Under the theme Enhancing Peace and Global Cooperation, her address became an unflinching reckoning with the failures of international law and the moral decay of the global order.
Former international relations minister and Nelson Mandela Foundation chair Naledi Pandor introduced Albanese as “a woman of conscience and courage,” pushing back against critics who accused the foundation of being “weaponised” by hosting her.
“Nelson Mandela was an incredible weapon,” Pandor said. “We honour him by using his legacy to confront power.”
Albanese thanked South Africans for “opening the door for others to act” through their case before the International Court of Justice — “a moment of historic resonance,” she called it, placing the country once again at the centre of a global struggle for justice.
“Supporting Palestinian self-determination is not an act of charity. It is a legal obligation. The occupation is illegal and must be dismantled, totally and unconditionally.”
Mandela’s name, she argued, could not be invoked without confronting power. “Peace without justice is not reconciliation — it’s surrender.”

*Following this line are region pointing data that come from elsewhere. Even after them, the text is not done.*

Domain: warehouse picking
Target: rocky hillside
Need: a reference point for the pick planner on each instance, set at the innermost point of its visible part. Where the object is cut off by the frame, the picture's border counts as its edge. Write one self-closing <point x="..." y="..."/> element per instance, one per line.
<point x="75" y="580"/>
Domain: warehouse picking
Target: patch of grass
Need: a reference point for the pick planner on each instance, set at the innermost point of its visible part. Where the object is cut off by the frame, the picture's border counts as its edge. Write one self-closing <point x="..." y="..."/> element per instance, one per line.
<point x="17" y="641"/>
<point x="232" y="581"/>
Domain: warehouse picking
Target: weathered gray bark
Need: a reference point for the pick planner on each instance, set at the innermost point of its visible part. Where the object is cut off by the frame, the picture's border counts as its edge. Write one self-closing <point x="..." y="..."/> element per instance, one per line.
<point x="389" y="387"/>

Her lecture drew from her recent UN report, From Economy of Occupation to Economy of Genocide, which traces how global industries sustain and profit from Israel’s military campaign.
“The machinery of genocide is not only made of weapons,” she said. “It is designed, financed and insured.”
She said Gaza had become “a wasteland of ruins and human remains where survival itself has become defiance”.
”The devastation was not collateral but “systematic, by design” — the product of an economic model that treats destruction as growth. “Diplomacy has become a way to procrastinate genocide.”
No country was exempt from complicity, Albanese said. “Even South Africa, doing so many good things for Palestine — when you look at trade, at resources that still reach Israel — no one has clean hands. Justice for Palestine starts here.”
The laws conceived to protect humanity were being hollowed out, she warned. “When a UN mandate holder is punished for calling genocide by its name, it shows how far the system has decayed.”
Still, accountability remained possible. “We may be witnessing the death of one world order and the birth of another. If the United Nations fails, it is up to its members — up to us — to reclaim the values it betrayed.”
Introducing the Arabic concept of sumud — steadfastness — she called it “the sister of ubuntu.” The grandmother in Gaza replanting her olive tree each time settlers uproot it; the teacher rebuilding a classroom in a tent after her school is destroyed — these, she said, are acts of sumud. Both ubuntu and sumud speak to endurance and shared humanity. “Our dignity is inseparable from the dignity of others.”
Quoting from a note in the foundation’s archive written by Mandela, she read: Some have left an indelible mark; others are remembered for what they tried to do in the name of justice. Those words, she said, “echo from South Africa to Italy, from Palestine to Sudan, from Australia to the United States — nations built on lands taken through centuries of genocide”.
Albanese reflected on her own formation: taught to see the Holocaust as Europe’s defining moral lesson, but not to connect it to colonialism.
“By exceptionalising the Holocaust as the only aberration in our history, we Europeans concealed the many other crimes of empire. The hierarchies of race and power that justified colonialism have not disappeared. They are alive today — and Gaza exposes them.”
Her message to Palestinians: “Whatever happens, Palestine will be remembered not as a footnote in the chronicles of the powerful, but as the newest verse in a centuries-long struggle against injustice.”
In conversation with journalist Redi Tlhabi, Albanese and Pandor explored the state of international law, UN reform and what Pandor called “the unfinished business of justice.”
The former minister said the legal framework established after World War II remained essential “for the vulnerable and the victims” but required stronger enforcement. Justice, Albanese replied, “is a promise that must be delivered daily”.
After the lecture’s standing ovation, confusion rippled through the adjoining media centre, where a press briefing had been scheduled. Journalists waiting to speak with Albanese said she had been escorted into a private meeting with senior foundation members.
The foundation later confirmed to News24 that a representative of a foreign government had attempted to serve Albanese with court papers, though it was unclear whether the person had the proper authority to do so. The matter, according to the foundation, was referred to the South African government. Albanese declined to comment.
The interruption did not erase the force of the address, but it hinted at the close scrutiny that follows Albanese wherever she speaks. Her mandate, she has said, is “independent and unpaid, guided by conscience and law” — and often, by controversy.
Her words had landed with precision.
“Courage is not the absence of fear but the refusal to be bound by it. Silence is the only real defeat. Hope and solidarity are not moods. They are work.”
Few lectures meet their moment. This one did.